Apple AI Glasses Launch Delayed Until Late 2027, Report Says

Apple’s plans for AI-powered smart glasses have been pushed back again, with the product now expected to arrive in late 2027, according to a report cited by multiple Apple-focused outlets. The same report says a lighter “Vision Air” headset is not expected until 2029.
The timeline changes affect two of Apple’s anticipated wearable devices: a pair of smart glasses positioned around AI features, and a follow-up headset described as “Vision Air.” The report was published by 9to5Mac and echoed by other publications, including Neowin, Appleosophy, Cult of Mac, and Firstpost.
The smart glasses are described in the coverage as “AI glasses” or “AI smart glasses,” signaling a product concept centered on on-device assistance features rather than a full mixed-reality headset. The “Vision Air” device is described as a separate headset plan that would come later, in 2029, suggesting an extended roadmap beyond Apple’s existing Vision lineup.
Neither the report nor the follow-on coverage included a specific launch date beyond “late 2027” for the glasses and “2029” for Vision Air.
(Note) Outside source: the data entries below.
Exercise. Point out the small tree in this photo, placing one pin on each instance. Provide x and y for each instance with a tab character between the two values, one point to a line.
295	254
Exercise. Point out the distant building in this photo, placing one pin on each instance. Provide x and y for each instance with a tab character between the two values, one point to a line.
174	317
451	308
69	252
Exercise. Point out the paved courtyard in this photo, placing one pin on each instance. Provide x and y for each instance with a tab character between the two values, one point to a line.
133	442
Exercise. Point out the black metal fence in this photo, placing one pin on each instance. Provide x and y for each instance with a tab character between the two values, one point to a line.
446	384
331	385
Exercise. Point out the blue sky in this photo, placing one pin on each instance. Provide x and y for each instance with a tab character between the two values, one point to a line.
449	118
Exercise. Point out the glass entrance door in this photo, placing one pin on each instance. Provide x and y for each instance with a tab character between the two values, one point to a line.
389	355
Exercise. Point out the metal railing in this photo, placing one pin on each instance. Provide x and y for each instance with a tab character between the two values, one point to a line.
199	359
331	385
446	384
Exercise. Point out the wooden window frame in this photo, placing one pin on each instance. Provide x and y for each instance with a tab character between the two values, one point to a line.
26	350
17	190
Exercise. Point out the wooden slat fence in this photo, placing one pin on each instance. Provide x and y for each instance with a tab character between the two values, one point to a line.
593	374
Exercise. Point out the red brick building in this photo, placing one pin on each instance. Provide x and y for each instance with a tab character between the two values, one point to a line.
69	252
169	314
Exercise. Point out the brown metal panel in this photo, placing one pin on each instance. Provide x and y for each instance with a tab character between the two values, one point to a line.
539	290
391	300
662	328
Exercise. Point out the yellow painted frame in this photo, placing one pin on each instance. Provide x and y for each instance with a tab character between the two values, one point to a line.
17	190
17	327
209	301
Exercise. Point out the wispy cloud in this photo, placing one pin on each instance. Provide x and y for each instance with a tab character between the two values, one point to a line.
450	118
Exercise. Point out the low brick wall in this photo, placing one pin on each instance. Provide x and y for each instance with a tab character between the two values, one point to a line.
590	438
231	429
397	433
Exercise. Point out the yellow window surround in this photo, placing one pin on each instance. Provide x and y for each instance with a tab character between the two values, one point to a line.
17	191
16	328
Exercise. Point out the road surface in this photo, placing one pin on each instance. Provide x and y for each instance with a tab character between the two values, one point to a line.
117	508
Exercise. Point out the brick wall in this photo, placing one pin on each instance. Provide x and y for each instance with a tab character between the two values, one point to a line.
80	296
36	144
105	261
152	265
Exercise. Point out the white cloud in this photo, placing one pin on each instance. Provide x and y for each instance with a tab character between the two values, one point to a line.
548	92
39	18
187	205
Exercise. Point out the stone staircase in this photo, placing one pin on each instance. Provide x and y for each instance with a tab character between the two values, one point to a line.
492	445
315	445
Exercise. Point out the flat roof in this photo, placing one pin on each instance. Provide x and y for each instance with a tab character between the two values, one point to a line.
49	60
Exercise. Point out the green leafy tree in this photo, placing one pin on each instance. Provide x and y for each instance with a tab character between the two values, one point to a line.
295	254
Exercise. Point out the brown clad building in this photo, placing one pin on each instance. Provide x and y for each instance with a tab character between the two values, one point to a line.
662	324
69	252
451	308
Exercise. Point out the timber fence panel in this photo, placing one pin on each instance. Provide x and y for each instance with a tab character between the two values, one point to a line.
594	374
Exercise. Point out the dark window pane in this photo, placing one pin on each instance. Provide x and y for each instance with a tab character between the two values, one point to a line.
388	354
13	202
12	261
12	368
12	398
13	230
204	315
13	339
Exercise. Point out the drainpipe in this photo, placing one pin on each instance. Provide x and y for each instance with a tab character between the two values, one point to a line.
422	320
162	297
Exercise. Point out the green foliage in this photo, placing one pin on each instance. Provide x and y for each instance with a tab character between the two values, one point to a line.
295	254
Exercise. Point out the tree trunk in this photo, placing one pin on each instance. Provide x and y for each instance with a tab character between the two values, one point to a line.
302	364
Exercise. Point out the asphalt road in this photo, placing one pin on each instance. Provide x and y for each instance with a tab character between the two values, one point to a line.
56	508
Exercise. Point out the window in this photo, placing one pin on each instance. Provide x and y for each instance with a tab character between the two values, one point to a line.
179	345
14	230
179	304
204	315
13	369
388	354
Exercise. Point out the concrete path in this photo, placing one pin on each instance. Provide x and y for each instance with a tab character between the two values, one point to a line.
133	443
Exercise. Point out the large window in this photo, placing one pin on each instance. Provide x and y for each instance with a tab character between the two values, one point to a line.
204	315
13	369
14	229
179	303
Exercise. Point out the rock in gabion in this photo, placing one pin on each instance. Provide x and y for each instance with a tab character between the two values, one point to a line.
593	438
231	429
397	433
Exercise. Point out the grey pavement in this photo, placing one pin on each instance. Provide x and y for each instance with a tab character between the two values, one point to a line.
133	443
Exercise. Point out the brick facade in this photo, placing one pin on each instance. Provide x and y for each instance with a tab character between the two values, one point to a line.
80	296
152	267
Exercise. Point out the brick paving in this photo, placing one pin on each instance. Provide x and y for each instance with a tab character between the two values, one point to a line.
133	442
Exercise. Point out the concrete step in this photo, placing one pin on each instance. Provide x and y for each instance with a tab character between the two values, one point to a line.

The headlines also characterize the delay as recurring, describing Apple’s glasses and headset plans as “delayed, again,” indicating earlier expectations had been set for sooner releases.
This matters because Apple’s wearable computing strategy has been closely watched as the company expands beyond phones, watches, and tablets into new categories. A shift to late 2027 for smart glasses and 2029 for a new headset implies a longer timeline for Apple to deliver mainstream, glasses-style hardware, and it stretches expectations for a lighter headset product into the end of the decade.
For consumers, the revised schedule resets near-term expectations for Apple-branded eyewear. For developers and accessory makers, it suggests a longer runway before a potential new platform arrives that could require new apps, interfaces, and hardware integrations designed for always-worn devices.
For the broader tech industry, the delay means competitors will have more time to refine their own products and ecosystem strategies in smart eyewear and AI-driven wearables. The same news cycle that carried the Apple report also included separate coverage of other experimental AI wearables, underscoring how active the category remains even as Apple’s reported dates move out.
What happens next is likely more incremental information rather than an immediate product announcement. Apple has not publicly confirmed these timelines in the headlines provided, and no specific event or launch window beyond the reported years is cited. Any future clarity would be expected to come through additional reporting, supply-chain signals, or Apple’s own product communications.
Until then, the clearest takeaway from the latest report is that Apple’s AI glasses are now expected in late 2027, and a “Vision Air” headset is pegged for 2029, extending the company’s wearable roadmap further into the future.